Current Sensing Module with Relay Not Reading Correct Current

Thread Starter

adamrobbins

Joined Apr 24, 2020
3
We are working with a board that I have seen mentioned on this forum before. It is a current sensing modeule (Model YYI-2) that allows you to set a threshold current value and if that current is exceeded it closes a relay contact on the board. We are trying to use it on a stepper motor driver that runs a motor that opens or closes a needle valve. We need to detect when the valve fully closes and stalls the stepper motor. We have an existing closure detector consisting of a micro switch that trips when the valve drive gear lowers to the closed position but that approach relies on mechanical adjustment and we can never adjust it to the fully closed position accurately. The current sensor module works great except for one problem. We connect one to a setup and when powered up the digital readout of load current says 0.15 (150 ma). When we exercise the stepper motor the readout goes to 250 ma. We set the trip point to 270 ma and we can exercise the drive motor without the relay tripping and when we drive the motor to the valve closed position and the motor stalls the relay trips telling our PLC to stop the motor. All well and good except we try board number two and now the static currenr reading is 300 ma. We try another and the static reading is 260 ma. Five boards and all with different current readings. We have an ammeter connected and the static current is always 140 ma. Evidently these boards need base calibration. Any one know which fixed resistor we may have to play with?
 

wayneh

Joined Sep 9, 2010
18,088
We are working with a board that I have seen mentioned on this forum before. It is a current sensing modeule (Model YYI-2) that allows you to set a threshold current value and if that current is exceeded it closes a relay contact on the board. We are trying to use it on a stepper motor driver that runs a motor that opens or closes a needle valve. We need to detect when the valve fully closes and stalls the stepper motor. We have an existing closure detector consisting of a micro switch that trips when the valve drive gear lowers to the closed position but that approach relies on mechanical adjustment and we can never adjust it to the fully closed position accurately. The current sensor module works great except for one problem. We connect one to a setup and when powered up the digital readout of load current says 0.15 (150 ma). When we exercise the stepper motor the readout goes to 250 ma. We set the trip point to 270 ma and we can exercise the drive motor without the relay tripping and when we drive the motor to the valve closed position and the motor stalls the relay trips telling our PLC to stop the motor. All well and good except we try board number two and now the static currenr reading is 300 ma. We try another and the static reading is 260 ma. Five boards and all with different current readings. We have an ammeter connected and the static current is always 140 ma. Evidently these boards need base calibration. Any one know which fixed resistor we may have to play with?
I doubt anyone can help without a schematic, or at least a good photo of the PCB.
 

Thread Starter

adamrobbins

Joined Apr 24, 2020
3
Thanks for providing the MAX472 spec sheet. It looked like the best way to calibrate would be to use a 5K trimmer for Rout off pin 8. We did this and were able to make a small adjustment off the 2K fixed resistor vaue to make our static current on the YYI-2 board agree with the digital ammeter. But now the motor running current is off (130 ma versus 280 ma actual). So now we have a linearity problem. We adjusteed the pot to make the running current agree but now the static current is off (170 ma versus 130 ma actual. We probably should be using a different set of resistors for the current range we are operating in but to do that would be too much chopping on the board.
 
You know that how current is measured is one problem.

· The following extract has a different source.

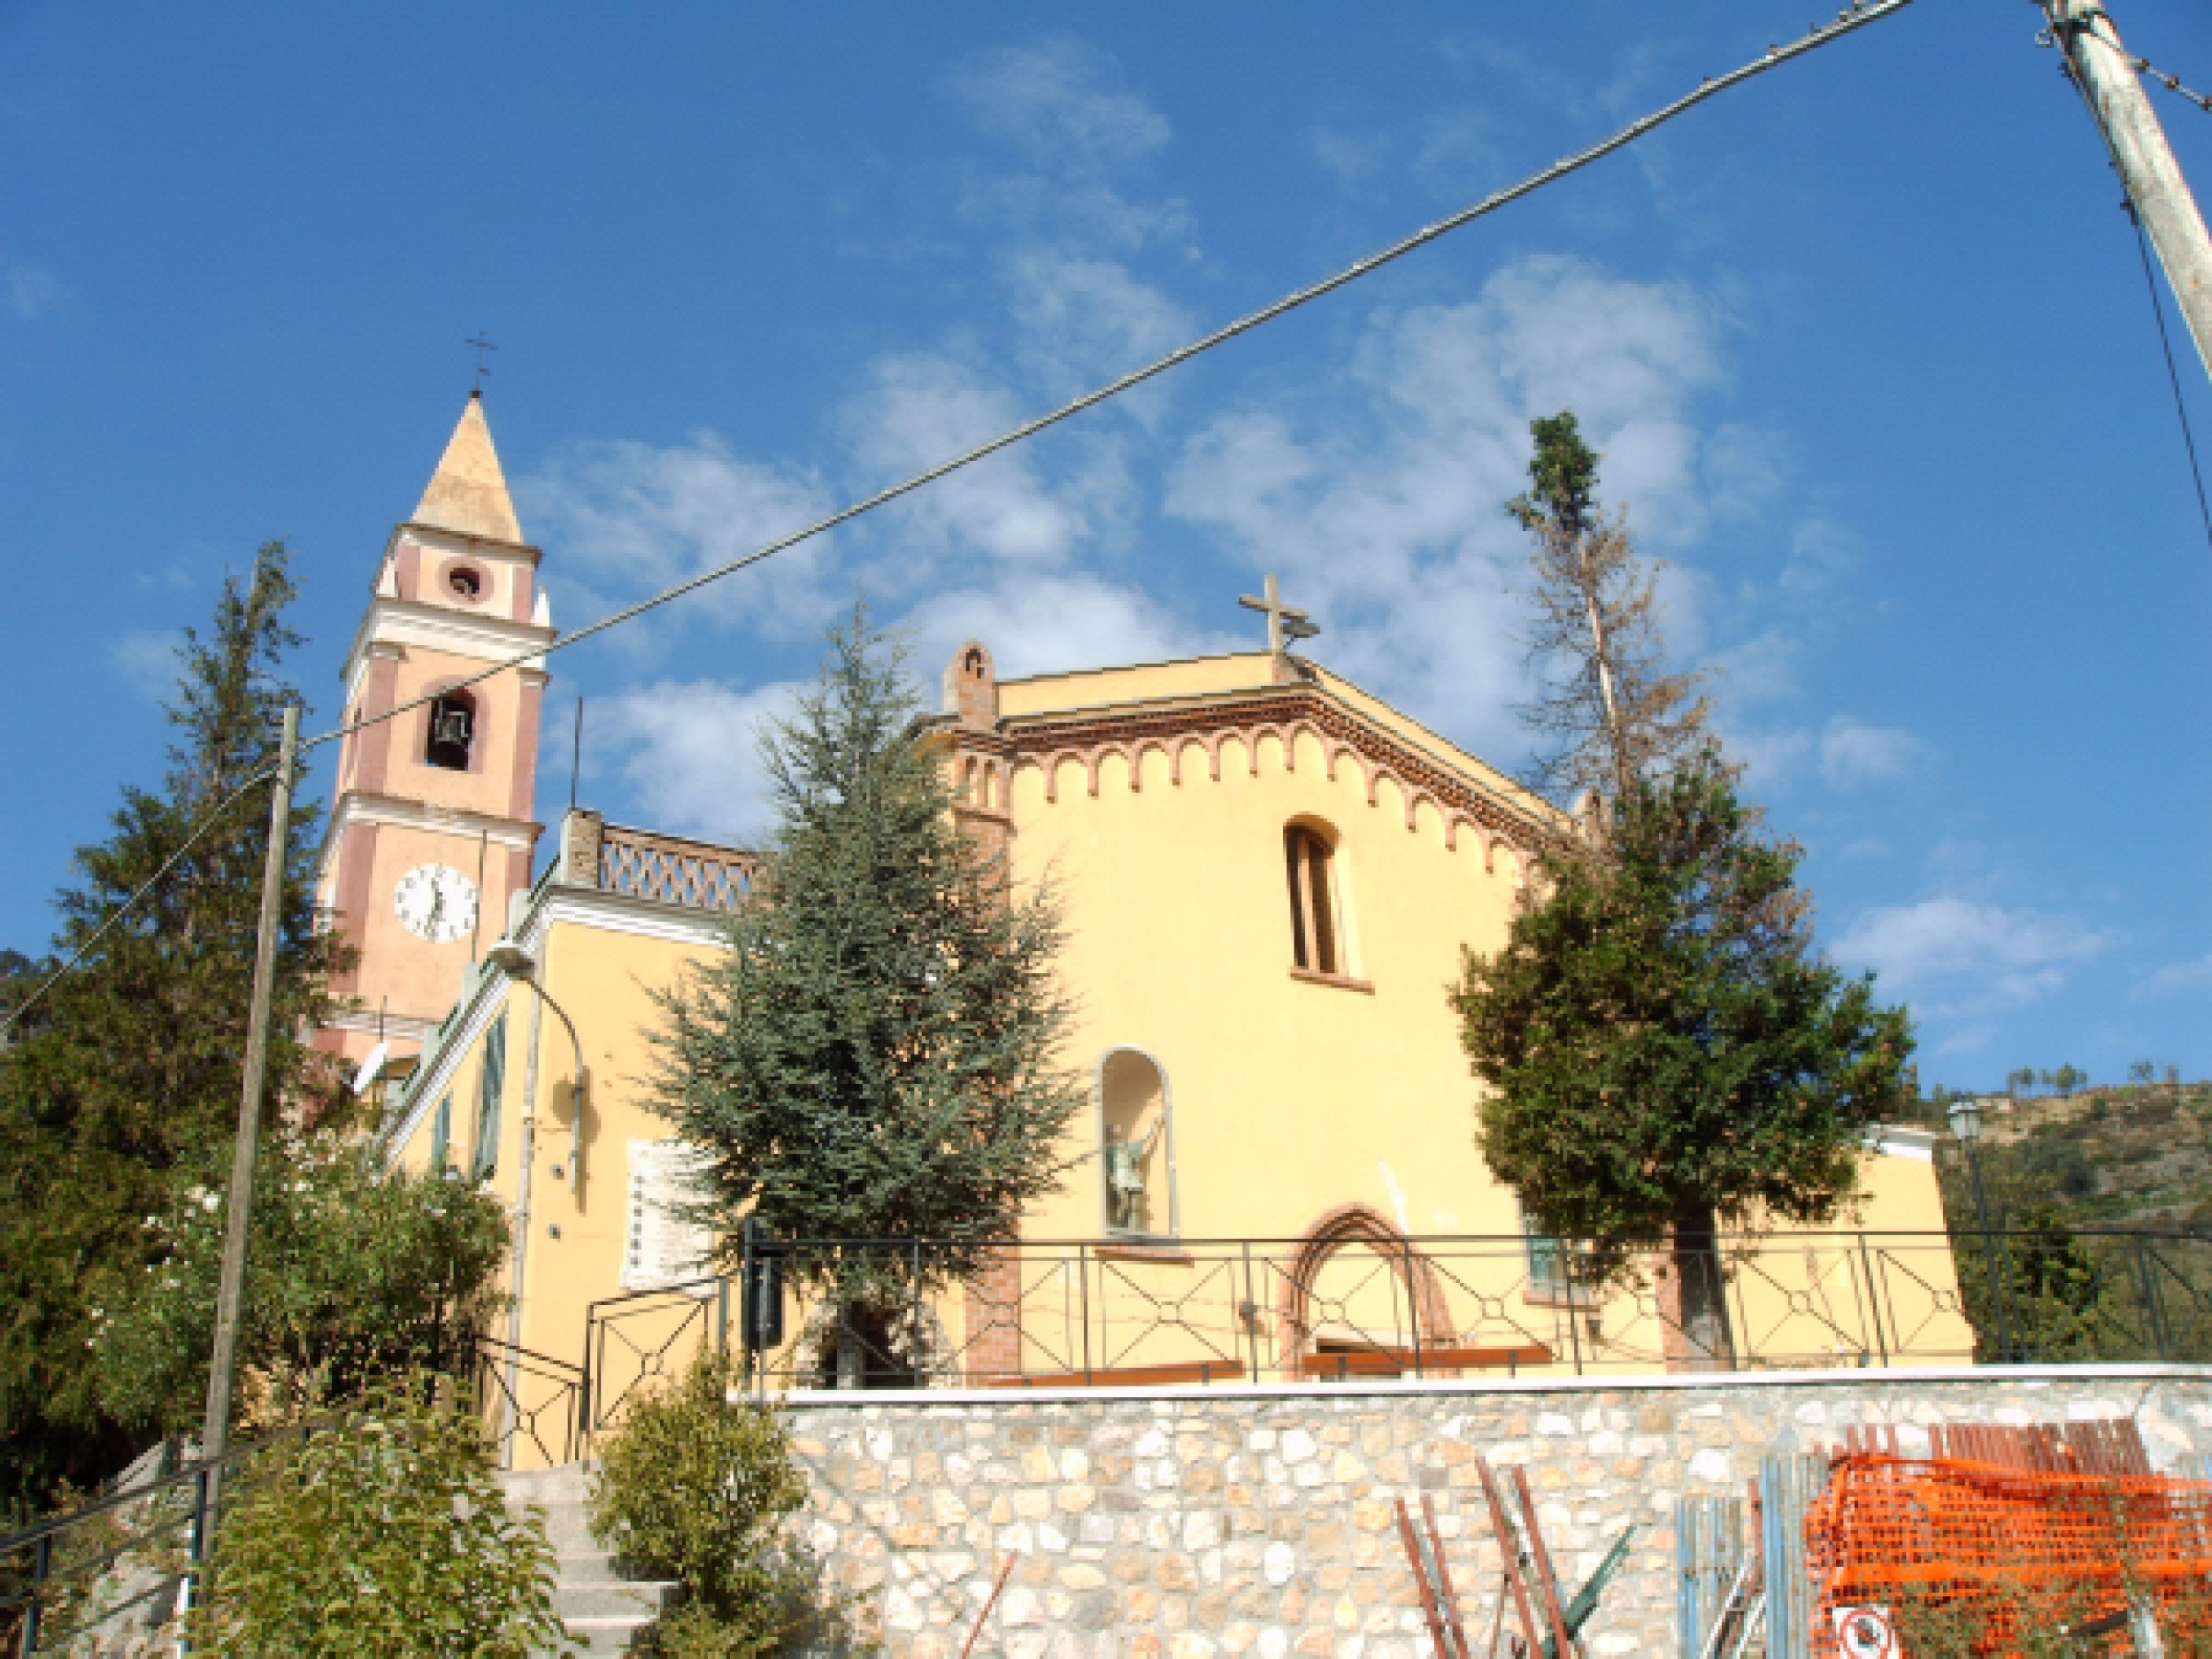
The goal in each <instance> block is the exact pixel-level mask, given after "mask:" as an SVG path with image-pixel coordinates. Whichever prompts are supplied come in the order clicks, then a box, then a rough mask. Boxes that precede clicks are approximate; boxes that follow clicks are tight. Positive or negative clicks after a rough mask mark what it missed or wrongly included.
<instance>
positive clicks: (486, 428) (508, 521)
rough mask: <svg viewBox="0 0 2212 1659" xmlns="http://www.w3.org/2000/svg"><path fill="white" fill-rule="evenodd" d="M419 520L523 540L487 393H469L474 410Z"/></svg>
mask: <svg viewBox="0 0 2212 1659" xmlns="http://www.w3.org/2000/svg"><path fill="white" fill-rule="evenodd" d="M414 522H416V524H427V526H429V529H440V531H456V533H460V535H480V538H484V540H491V542H518V544H520V542H522V524H520V520H518V518H515V502H513V498H511V495H509V493H507V473H504V471H500V451H498V449H493V447H491V427H489V425H487V422H484V394H482V392H471V394H469V407H467V409H462V411H460V425H456V427H453V436H451V440H449V442H447V447H445V456H442V458H440V460H438V471H436V473H431V480H429V489H425V491H422V504H420V507H416V511H414Z"/></svg>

Your DVM could be TRMS and therfore doing a good job. MOST DVM's basically average: Precision rectifier and a capacitor multipled by a fudge factor so that a sine wave input reads RMS. You feed it PWM and you get a repeatable, but random number. Frequency matters too. Your DVM will also insert a shunt.

The MAX472 is also an obsolete part.

it great you knew what to do with the pieces. You knew more than you let on. Next time. https://lmgtfy.com/?q=max472+datasheet

Hint: you can also search http://images.google.com I didn't.
 

Janis59

Joined Aug 21, 2017
1,894
Many circuits under current monitoring may happen be rather high freq - 20 kHz, 200 kHz or even 6 MHz. Whilst the most of current monitoring sensors with a hard goes over 50 Hz. Just study Your sensor datasheet about speed and make an averageing until it works correct. Look on signals by good fast oscillo, probably the spikes are factor making the trouble. Then apply the block capacitors.